It’s been a long time since I was able to run a repair on my Cassandra cluster. Basically since I went to 1.2, it just hasn’t been possible. And since repairs in Cassandra are pretty much a requirement to normal operation, this is clearly a problem. So in order to deal with the disarray that is Cassandra repairs in 1.2, I found a script originally written by Matt Stump and edited to work with virtual nodes (vnodes) by Brian Gallew. The tl;dr is that the script breaks the repairs down into manageable chunks and allows the repairs to finish. It is available here.
The way this script works (and I highly recommend reading the project README for a full explanation) is that it gets the primary range for a node and breaks it up in to smaller sub-ranges.
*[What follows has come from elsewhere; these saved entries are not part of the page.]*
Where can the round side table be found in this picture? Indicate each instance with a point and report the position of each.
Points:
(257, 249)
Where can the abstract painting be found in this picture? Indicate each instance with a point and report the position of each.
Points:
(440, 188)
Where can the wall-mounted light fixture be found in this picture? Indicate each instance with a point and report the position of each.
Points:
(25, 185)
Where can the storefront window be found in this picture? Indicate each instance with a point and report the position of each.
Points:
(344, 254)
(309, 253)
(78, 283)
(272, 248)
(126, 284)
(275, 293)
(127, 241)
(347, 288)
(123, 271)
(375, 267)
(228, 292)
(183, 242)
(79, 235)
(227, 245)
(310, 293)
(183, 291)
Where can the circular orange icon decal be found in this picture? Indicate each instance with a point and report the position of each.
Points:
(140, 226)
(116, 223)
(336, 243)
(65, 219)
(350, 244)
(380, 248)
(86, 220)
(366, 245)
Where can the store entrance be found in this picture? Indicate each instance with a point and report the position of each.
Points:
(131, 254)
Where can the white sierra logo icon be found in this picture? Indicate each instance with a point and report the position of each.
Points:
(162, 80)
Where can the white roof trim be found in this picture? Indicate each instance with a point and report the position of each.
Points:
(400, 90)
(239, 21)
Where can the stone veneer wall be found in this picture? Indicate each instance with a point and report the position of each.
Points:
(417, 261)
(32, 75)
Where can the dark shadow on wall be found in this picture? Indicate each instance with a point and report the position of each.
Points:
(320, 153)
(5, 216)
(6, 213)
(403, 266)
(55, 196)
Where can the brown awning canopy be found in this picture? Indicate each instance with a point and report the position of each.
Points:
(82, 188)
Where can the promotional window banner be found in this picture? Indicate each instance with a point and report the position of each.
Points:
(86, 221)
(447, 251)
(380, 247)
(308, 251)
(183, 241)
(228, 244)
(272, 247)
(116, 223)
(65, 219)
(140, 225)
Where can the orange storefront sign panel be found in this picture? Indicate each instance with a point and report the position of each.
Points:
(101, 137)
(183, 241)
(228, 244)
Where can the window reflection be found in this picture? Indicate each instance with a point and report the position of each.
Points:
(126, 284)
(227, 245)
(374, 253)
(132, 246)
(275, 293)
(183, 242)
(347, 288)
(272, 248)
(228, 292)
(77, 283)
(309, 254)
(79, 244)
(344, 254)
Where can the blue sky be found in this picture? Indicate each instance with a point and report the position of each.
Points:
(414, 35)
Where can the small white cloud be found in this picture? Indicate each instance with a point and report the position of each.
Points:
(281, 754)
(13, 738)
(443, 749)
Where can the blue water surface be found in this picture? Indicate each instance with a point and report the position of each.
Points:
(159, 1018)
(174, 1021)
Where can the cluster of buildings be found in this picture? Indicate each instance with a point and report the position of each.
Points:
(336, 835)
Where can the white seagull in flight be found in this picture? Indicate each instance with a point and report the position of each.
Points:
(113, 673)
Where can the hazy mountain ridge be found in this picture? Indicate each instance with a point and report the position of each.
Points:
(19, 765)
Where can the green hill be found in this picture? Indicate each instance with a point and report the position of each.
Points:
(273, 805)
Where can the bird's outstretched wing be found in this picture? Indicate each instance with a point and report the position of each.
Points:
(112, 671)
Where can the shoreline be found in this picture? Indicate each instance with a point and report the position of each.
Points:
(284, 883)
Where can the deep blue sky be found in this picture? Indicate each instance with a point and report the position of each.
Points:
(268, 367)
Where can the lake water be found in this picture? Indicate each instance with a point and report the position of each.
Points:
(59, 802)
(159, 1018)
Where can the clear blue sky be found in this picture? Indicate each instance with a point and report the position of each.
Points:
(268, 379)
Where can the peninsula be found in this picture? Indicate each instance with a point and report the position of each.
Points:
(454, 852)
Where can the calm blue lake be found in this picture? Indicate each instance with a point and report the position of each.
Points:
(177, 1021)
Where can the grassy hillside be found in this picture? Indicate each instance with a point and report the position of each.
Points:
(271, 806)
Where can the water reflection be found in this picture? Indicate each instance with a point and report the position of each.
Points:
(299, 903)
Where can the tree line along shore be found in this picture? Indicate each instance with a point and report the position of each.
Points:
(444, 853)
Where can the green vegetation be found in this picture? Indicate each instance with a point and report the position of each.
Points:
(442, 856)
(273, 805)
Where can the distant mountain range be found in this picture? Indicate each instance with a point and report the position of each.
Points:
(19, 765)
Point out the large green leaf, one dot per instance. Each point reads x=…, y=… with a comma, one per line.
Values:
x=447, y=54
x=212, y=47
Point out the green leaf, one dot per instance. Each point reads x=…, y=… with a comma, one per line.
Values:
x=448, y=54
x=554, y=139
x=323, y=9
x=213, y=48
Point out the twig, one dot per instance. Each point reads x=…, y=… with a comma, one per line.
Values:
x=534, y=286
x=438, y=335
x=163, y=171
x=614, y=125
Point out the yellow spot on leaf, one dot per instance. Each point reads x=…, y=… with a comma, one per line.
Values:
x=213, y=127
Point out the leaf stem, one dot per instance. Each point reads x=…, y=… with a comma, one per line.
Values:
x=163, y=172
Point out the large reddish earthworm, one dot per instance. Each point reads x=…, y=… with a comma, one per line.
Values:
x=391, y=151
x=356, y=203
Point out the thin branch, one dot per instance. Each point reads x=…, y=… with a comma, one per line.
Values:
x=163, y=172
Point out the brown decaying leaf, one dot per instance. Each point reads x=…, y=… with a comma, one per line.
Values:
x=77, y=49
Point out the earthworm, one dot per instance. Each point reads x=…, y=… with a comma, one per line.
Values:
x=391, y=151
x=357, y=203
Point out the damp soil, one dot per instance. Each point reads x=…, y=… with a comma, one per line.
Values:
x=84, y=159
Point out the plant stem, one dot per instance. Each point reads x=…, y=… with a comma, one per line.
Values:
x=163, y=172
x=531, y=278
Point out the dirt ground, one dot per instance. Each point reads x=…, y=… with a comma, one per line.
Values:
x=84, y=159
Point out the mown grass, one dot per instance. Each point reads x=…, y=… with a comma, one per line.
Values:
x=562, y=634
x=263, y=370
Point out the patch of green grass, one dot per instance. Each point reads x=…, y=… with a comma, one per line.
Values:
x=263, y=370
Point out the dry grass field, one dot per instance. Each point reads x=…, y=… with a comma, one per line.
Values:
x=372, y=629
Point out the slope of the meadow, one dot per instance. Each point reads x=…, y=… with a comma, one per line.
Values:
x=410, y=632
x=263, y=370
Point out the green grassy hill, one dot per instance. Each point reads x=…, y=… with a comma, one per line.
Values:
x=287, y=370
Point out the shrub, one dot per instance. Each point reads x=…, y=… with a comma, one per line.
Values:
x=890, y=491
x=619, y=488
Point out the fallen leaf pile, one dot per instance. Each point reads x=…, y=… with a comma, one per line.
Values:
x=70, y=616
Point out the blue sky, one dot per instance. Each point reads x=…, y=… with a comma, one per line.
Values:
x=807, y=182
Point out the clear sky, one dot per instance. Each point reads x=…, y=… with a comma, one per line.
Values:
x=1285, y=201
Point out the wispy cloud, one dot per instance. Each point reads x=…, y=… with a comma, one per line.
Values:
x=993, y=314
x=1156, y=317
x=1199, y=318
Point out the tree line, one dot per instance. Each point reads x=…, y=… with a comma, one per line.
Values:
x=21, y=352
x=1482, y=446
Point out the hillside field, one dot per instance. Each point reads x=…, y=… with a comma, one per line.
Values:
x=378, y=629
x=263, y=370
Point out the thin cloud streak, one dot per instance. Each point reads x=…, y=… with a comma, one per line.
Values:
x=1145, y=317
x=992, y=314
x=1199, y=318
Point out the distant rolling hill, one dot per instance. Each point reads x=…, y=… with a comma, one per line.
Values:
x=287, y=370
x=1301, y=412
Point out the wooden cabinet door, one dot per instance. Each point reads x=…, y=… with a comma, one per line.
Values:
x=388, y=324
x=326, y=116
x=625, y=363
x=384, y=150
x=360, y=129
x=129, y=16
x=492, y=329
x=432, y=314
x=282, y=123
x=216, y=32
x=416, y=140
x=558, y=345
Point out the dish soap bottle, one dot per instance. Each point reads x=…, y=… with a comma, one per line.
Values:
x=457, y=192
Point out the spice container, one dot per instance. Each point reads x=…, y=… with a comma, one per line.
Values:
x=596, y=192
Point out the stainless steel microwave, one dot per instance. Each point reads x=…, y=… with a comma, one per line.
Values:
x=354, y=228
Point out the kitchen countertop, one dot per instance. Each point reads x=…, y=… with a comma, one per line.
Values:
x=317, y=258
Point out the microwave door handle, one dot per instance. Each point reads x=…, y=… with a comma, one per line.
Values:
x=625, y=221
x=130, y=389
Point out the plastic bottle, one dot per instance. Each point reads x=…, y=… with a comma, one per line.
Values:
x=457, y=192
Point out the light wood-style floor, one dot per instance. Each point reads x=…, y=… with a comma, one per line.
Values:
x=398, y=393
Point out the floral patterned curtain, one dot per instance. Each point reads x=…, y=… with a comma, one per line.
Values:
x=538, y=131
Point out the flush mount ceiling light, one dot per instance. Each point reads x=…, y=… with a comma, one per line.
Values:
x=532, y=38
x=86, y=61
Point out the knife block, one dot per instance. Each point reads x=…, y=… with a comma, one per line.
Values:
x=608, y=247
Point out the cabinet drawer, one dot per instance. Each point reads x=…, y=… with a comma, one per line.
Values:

The instead of running the repair on the full range like a normal repair, it is run on each of the smaller sub-ranges. This works for a variety of reasons including dodging timeout/latency issues and helps with dense node situations where large Merkle trees are required to properly check consistency. It is also useful in Analytics and Solr node setups where there is only a single token per node (also known as num_tokens:1) since it just breaks the range down in to more manageable chunks.
Examples of how to use the script are in the README. Hope this is helpful.
Update: Updated post to have the link point to Brian Gallew’s version on Github since he was kind enough to accept my pull request.